Monday, 07/12/2009 15:33

Farmers will suffer if rice price overly high, expert warns

A close relationship exists between the rice price, export volume and inflation. If rice prices are overly high, farmers suffer instead of profiting, according to Dr. Vo Hung Dung, Director of the Vietnam Chamber of Commerce, Can Tho Branch.

Statistics show that when the rice export volume increases, the inflation rate decreases. In 1995, Vietnam exported 1.988 million tons and the inflation rate was 12.9 percent. In 1996, when the export volume jumped to three million tons, the inflation rate decreased to 4.5 percent. Back in 1989, when Vietnam had surplus rice for export (1.42 million tons), the inflation rate dropped sharply.

By extension, when the rice export price increases, so does the inflation rate. According to Dung, when the rice export price increased to $614.8 per ton in 2008, the inflation rate also rose to 19.9 percent. In March, April and May of 2008, the sharp price increases brought about high inflation.

The World Bank believes that farmers benefit when the rice price increases. However, if the rice price goes up past a certain level, the consumer price index (CPI) jumps. As the result, farmers pay more for daily necessities.

Currently, the rice price has climbed to nearly 6,000 dong per kilo, meaning means higher revenues for farmers. Yet, they are paying higher prices for fertilizer and pesticides. The fertilizer price has increased by 15,000-20,000 dong per pack.
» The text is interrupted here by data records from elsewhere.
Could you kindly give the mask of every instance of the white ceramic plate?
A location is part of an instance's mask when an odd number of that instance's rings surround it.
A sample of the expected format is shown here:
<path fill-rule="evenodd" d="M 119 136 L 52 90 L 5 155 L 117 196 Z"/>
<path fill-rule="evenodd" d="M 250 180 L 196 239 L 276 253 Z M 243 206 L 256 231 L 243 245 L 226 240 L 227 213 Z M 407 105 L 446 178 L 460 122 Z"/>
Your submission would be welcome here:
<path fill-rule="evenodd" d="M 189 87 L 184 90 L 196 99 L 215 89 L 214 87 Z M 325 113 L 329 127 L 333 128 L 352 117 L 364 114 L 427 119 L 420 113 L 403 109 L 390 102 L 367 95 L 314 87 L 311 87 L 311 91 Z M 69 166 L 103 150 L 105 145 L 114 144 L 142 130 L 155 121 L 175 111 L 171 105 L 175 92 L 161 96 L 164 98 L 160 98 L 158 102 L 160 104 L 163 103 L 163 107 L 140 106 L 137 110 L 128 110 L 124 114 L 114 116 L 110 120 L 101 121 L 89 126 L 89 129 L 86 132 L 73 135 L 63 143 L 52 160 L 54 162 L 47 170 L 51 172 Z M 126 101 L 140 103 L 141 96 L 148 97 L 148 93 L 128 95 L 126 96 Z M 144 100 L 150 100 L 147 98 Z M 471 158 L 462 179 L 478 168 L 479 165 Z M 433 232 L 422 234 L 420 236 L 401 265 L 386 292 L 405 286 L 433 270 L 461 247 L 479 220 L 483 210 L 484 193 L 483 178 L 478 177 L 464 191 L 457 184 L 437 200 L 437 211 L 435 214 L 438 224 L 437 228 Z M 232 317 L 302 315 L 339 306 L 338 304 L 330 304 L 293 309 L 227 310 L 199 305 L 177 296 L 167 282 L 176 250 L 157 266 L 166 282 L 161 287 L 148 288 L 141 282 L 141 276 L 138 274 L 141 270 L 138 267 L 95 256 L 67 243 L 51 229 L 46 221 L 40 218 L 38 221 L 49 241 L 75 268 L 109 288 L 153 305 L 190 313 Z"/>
The Ministry of Agriculture and Rural Development’s recent survey of farming households in eight provinces concluded that average profits have decreased by 8-31.2 percent due to the higher costs of pesticides and fertilizer. 54 communes reported that consumption of meat and fish has decreased by 25 percent.

At the 2009 conference, the Food and Agriculture Organization (FAO) warned that the number of hungry people worldwide had reached 1.02 billion, up by 10 million since 2008, because of sharp food price increases.

Meanwhile, Dung acknowledges that Vietnam, although a big rice exporter, cannot profit. Intermediaries, who undertake only 10 percent of the labor in the rice production chain, enjoy 67 percent of the added value. Farmers, who provide 50 percent of the labor, gain smaller profits.

To date, blame is placed on these middle-men, who collect rice from farmers to sell to processors and exporters.

Saigon Tiep Thi newspaper, quoting anonymous sources, reported that there are some two million such intermediaries. When the rice price goes down too far, the middle-men are criticized for “controlling the rice purchase price” and making small profits for farmers.

Dung admits this is a common problem in many other developing countries, but pointed out that it is not feasible to cut out the intermediaries, who are necessary elements in the market. They go to every farm to collect rice, since farmers cannot build up a large enough network to do the job.

He concluded that intermediaries will exist until small-scale production and rural transport infrastructure conditions are improved.